What changed? The biggest thing was the benign reaction of interest rates to the huge inflation numbers released a few weeks ago. The April inflation data came in way hotter than expected but the bond market didn't react at all — interest rates actually fell modestly in the days/weeks that followed. That's exactly the opposite reaction interest rates had to increasing inflation concerns during the first quarter of this year. In the first quarter, rates spiked higher. But this time around, pfffft.
This has a couple of important implications. One, it seems pretty clear that the bond market is taking a wait-and-see attitude regarding inflation. Bond investors are, at least for now, willing to let this inflation story play out before pushing bond yields higher. That's consistent with the message the bond market has been sending for some time via "break-even yields" that measure inflation expectations at various intervals into the future. After a modest increase in inflation expectations in the short term, these break-evens have consistently receded as one looks further into the future. In other words, the bond market has been agreeing with the Federal Reserve that the most likely course is to have a relatively brief bump in inflation, followed by it dissipating and inflation returning to low levels as we move out to longer (5-year or 10-year) forecast periods.
Now, of course, this doesn't mean that's how events will actually play out. But those expectations are important because the level of interest rates is very important to the whole spectrum of investment options. If inflation proves to not be as "transitory" as expected, this dynamic could shift. (That would be another risk to stock prices as we move through the 3rd and 4th quarters of this year.)
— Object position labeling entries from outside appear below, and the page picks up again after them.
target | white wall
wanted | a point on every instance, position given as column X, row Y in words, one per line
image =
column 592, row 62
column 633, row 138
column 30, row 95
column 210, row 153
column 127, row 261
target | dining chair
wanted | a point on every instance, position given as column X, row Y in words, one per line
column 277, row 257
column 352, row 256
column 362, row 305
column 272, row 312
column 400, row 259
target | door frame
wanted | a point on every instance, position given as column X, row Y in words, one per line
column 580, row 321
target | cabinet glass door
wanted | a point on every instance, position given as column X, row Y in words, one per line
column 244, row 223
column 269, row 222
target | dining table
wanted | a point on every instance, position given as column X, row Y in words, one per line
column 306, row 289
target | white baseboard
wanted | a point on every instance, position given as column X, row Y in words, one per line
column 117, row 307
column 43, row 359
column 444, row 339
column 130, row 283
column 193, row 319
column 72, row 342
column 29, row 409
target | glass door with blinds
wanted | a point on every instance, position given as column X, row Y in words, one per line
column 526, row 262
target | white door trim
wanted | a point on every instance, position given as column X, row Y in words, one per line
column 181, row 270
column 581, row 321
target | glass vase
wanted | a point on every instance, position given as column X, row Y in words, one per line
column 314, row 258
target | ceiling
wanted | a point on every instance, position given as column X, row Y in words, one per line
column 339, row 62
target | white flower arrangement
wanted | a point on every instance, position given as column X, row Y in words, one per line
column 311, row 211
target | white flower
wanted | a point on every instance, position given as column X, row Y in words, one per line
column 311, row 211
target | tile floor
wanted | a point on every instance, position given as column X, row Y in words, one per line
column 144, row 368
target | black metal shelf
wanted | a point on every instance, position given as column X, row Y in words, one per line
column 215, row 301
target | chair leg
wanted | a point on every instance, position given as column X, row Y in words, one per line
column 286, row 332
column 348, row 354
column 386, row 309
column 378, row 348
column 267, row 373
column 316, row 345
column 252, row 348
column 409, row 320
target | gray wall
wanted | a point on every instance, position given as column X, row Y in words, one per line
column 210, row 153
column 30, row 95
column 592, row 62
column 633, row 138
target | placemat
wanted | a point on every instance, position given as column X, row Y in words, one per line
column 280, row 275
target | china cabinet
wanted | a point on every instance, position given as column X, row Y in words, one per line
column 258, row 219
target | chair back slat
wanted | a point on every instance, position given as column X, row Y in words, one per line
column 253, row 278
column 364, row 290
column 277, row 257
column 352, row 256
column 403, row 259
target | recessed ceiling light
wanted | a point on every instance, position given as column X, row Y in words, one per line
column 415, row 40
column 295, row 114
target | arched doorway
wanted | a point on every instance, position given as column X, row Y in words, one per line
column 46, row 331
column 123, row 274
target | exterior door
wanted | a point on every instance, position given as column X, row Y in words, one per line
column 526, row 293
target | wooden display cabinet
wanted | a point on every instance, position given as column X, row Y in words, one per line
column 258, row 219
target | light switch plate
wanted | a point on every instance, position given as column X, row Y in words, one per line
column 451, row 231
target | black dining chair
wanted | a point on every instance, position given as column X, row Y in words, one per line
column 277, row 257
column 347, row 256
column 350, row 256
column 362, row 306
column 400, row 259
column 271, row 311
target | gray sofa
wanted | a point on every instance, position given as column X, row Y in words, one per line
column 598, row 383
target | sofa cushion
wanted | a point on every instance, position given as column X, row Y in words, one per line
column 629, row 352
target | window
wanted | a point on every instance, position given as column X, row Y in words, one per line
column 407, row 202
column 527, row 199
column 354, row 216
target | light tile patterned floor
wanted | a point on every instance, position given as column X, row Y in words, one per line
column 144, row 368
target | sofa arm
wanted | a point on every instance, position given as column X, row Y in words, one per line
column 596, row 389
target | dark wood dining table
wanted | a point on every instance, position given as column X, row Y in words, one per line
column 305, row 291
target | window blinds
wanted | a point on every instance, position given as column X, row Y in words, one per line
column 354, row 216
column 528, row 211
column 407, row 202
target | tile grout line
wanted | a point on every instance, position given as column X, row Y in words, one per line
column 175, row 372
The second implication of these mild bond yields is markets have recently been enjoying the best of all worlds — high growth with low rates. It's hard to imagine a better investing environment than what we've had lately, with economic growth booming yet bond yields remaining ridiculously low. Those two things don't usually go together. Layer on the incredible stimulus coming from the government (as well as the continued support from the Federal Reserve) and this has been one of the most supportive investing environments imaginable (which is why stocks continue to set new highs as we hit the 15th month of this recovery).
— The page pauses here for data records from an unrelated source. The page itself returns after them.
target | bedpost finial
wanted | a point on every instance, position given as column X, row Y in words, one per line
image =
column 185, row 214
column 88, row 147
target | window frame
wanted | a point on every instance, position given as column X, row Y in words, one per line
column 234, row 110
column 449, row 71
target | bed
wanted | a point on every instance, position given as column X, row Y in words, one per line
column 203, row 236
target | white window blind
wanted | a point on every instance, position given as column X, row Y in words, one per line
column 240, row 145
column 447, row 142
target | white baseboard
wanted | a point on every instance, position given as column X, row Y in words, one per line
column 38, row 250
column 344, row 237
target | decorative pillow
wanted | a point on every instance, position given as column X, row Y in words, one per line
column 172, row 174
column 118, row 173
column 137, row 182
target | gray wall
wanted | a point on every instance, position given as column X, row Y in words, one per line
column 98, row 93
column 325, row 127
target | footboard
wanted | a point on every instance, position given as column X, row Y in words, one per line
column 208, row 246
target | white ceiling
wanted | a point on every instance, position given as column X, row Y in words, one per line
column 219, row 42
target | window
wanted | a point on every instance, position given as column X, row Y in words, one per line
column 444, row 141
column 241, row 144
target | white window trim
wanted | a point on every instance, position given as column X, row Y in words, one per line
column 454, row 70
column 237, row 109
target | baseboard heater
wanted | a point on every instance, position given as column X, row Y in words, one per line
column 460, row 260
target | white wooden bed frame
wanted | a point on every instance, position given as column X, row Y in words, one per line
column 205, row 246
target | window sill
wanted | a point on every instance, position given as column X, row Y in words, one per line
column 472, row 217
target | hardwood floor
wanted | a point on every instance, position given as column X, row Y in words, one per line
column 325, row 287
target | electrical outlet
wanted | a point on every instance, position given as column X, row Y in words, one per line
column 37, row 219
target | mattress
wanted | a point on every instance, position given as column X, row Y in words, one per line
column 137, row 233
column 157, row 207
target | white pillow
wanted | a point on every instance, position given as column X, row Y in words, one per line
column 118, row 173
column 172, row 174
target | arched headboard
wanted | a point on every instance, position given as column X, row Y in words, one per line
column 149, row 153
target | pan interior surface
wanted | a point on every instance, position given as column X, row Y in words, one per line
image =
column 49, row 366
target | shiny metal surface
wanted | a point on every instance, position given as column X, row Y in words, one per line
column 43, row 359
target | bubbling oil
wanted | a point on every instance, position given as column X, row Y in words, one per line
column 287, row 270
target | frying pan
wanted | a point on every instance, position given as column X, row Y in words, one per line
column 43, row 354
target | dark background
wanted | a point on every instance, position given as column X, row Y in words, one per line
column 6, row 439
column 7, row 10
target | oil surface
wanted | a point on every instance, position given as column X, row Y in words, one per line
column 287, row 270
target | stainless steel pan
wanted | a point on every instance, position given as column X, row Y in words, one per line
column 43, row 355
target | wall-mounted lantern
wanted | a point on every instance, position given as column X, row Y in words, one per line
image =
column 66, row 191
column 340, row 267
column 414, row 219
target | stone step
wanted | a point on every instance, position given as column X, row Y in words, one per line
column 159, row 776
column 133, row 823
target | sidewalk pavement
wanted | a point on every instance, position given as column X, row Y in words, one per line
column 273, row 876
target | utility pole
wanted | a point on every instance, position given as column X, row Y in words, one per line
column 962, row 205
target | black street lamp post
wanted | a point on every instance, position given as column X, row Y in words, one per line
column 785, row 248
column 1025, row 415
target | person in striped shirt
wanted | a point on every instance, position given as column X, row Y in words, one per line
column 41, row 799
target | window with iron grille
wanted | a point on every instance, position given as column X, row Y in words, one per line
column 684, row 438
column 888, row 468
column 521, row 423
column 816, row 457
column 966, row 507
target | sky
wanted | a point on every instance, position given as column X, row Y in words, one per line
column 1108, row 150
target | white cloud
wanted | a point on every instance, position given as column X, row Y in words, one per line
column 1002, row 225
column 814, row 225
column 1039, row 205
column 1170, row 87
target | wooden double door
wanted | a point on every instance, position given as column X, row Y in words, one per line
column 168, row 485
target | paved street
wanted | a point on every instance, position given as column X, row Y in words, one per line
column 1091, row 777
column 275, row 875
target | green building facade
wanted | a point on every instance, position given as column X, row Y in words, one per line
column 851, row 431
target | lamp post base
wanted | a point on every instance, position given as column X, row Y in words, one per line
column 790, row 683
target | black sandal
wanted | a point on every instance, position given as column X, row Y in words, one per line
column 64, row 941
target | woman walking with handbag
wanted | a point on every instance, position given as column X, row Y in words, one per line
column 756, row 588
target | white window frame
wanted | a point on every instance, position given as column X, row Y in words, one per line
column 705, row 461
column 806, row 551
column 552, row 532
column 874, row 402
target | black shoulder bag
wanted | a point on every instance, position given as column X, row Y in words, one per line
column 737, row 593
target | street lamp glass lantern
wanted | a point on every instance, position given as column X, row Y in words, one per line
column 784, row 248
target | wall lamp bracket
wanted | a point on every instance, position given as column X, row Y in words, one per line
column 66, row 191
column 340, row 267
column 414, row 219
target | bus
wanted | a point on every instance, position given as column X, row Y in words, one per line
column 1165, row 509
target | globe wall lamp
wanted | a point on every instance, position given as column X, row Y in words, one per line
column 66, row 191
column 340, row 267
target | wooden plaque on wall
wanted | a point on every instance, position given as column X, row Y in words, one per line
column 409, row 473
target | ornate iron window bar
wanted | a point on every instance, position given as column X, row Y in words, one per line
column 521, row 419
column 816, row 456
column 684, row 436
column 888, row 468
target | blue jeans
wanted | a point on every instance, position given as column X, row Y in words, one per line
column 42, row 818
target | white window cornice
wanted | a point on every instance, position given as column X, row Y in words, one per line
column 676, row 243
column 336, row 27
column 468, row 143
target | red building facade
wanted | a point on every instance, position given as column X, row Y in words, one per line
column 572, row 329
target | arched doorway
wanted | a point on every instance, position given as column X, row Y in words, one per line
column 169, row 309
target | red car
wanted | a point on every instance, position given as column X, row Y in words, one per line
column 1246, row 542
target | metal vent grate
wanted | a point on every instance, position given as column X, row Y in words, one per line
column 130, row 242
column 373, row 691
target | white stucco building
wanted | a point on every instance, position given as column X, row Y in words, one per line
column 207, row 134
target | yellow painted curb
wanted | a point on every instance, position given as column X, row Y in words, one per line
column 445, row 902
More specific to my thinking, rising interest rates hurt riskier assets badly in February/March. When rates failed to respond to the surging inflation data in May, some of those riskier growth stocks started to bounce back. Value stocks (led by financials and resource companies) have stayed hot, but now growth stocks have started contributing gains again as well. I assumed that interest rates would continue rising in the face of strong inflation data and those higher rates would eventually threaten the broader market. That could still happen, but obviously, that narrative seems less potent now than it did during the first quarter when rising rates were already punishing growth stocks significantly.
It doesn't usually pay to be pessimistic in a "goldilocks" market environment like this. Hopefully, SMI's process has given you the confidence to stick with your plan and reap the benefits of these rising markets.
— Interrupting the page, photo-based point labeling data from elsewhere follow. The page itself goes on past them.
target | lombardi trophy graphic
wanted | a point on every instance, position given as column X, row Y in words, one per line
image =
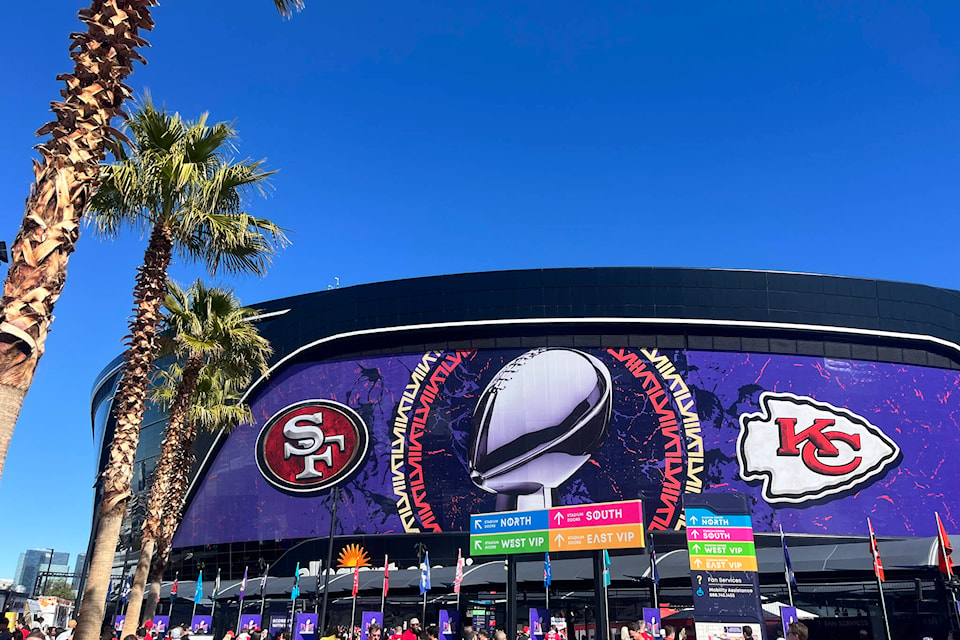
column 538, row 421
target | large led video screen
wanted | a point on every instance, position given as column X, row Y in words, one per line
column 418, row 442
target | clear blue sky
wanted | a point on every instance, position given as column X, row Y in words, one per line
column 420, row 138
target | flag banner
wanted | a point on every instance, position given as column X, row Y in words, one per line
column 243, row 585
column 306, row 627
column 161, row 624
column 279, row 622
column 788, row 566
column 652, row 617
column 198, row 591
column 539, row 623
column 295, row 591
column 458, row 577
column 945, row 548
column 787, row 615
column 386, row 576
column 875, row 552
column 425, row 574
column 201, row 625
column 606, row 568
column 449, row 624
column 367, row 620
column 250, row 621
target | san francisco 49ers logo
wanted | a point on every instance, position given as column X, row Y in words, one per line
column 803, row 449
column 311, row 446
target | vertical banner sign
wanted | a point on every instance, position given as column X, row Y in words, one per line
column 539, row 623
column 201, row 625
column 787, row 615
column 723, row 559
column 249, row 621
column 279, row 622
column 368, row 619
column 306, row 628
column 652, row 617
column 161, row 624
column 449, row 623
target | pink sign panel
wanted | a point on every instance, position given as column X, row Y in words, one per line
column 593, row 515
column 730, row 534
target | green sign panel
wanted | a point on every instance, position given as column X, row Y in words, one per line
column 509, row 543
column 700, row 548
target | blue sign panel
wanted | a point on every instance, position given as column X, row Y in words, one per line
column 509, row 521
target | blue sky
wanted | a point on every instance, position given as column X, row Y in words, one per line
column 432, row 137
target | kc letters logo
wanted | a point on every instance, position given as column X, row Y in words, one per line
column 804, row 450
column 311, row 446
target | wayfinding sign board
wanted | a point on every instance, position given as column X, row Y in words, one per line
column 723, row 560
column 582, row 527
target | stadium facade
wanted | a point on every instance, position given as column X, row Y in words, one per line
column 825, row 399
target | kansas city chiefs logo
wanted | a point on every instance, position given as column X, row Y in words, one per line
column 803, row 449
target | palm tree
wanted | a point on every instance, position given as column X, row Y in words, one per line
column 175, row 182
column 218, row 348
column 65, row 181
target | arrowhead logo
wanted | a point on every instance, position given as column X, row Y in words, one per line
column 802, row 449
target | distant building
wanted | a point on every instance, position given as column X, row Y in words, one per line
column 78, row 571
column 34, row 561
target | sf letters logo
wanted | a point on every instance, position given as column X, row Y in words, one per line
column 819, row 444
column 305, row 438
column 311, row 446
column 802, row 449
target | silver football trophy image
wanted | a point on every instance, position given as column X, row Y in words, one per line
column 538, row 421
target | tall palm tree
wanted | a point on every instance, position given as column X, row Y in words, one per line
column 65, row 180
column 218, row 348
column 174, row 181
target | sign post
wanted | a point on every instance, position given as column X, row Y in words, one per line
column 723, row 560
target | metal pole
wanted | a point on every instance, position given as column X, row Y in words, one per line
column 883, row 609
column 326, row 569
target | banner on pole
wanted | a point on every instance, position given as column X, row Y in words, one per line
column 539, row 623
column 787, row 615
column 250, row 621
column 161, row 624
column 201, row 625
column 279, row 622
column 449, row 624
column 306, row 628
column 367, row 620
column 652, row 617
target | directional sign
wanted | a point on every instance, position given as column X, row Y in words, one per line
column 593, row 515
column 626, row 536
column 582, row 527
column 509, row 543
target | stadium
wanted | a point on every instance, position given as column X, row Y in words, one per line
column 415, row 403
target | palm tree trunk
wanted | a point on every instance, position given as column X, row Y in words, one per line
column 65, row 180
column 163, row 504
column 131, row 395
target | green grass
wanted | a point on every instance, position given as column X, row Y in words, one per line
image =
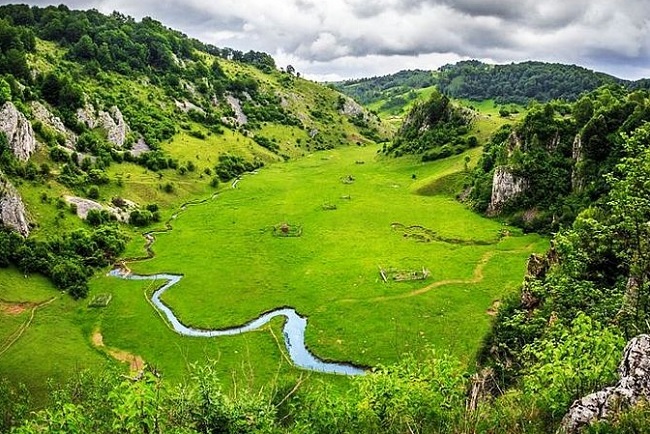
column 54, row 345
column 235, row 268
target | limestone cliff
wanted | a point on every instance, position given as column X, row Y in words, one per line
column 111, row 121
column 18, row 130
column 632, row 388
column 42, row 114
column 505, row 186
column 12, row 209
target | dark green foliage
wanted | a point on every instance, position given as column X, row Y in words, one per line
column 433, row 129
column 388, row 87
column 231, row 166
column 267, row 143
column 144, row 217
column 69, row 259
column 563, row 152
column 519, row 82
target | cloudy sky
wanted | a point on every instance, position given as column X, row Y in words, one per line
column 335, row 39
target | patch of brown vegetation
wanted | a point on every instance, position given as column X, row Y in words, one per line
column 9, row 308
column 492, row 311
column 136, row 363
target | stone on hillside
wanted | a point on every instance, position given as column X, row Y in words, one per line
column 505, row 186
column 632, row 388
column 42, row 114
column 12, row 209
column 86, row 115
column 112, row 122
column 85, row 205
column 351, row 107
column 187, row 106
column 235, row 104
column 18, row 130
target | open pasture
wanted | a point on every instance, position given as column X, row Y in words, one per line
column 351, row 206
Those second-half dynamics are still looming and market conditions could change as we move through the summer. Interest rates are usually at the heart of most bull -> bear market transitions, so if we see rates starting to react again and move higher, that will be a warning sign. But I suspect the next surprise the market serves up might be to remind skittish investors how strong returns can remain for as long as the market stays in this sweet spot of high growth with low rates. We'll enjoy it however long it lasts.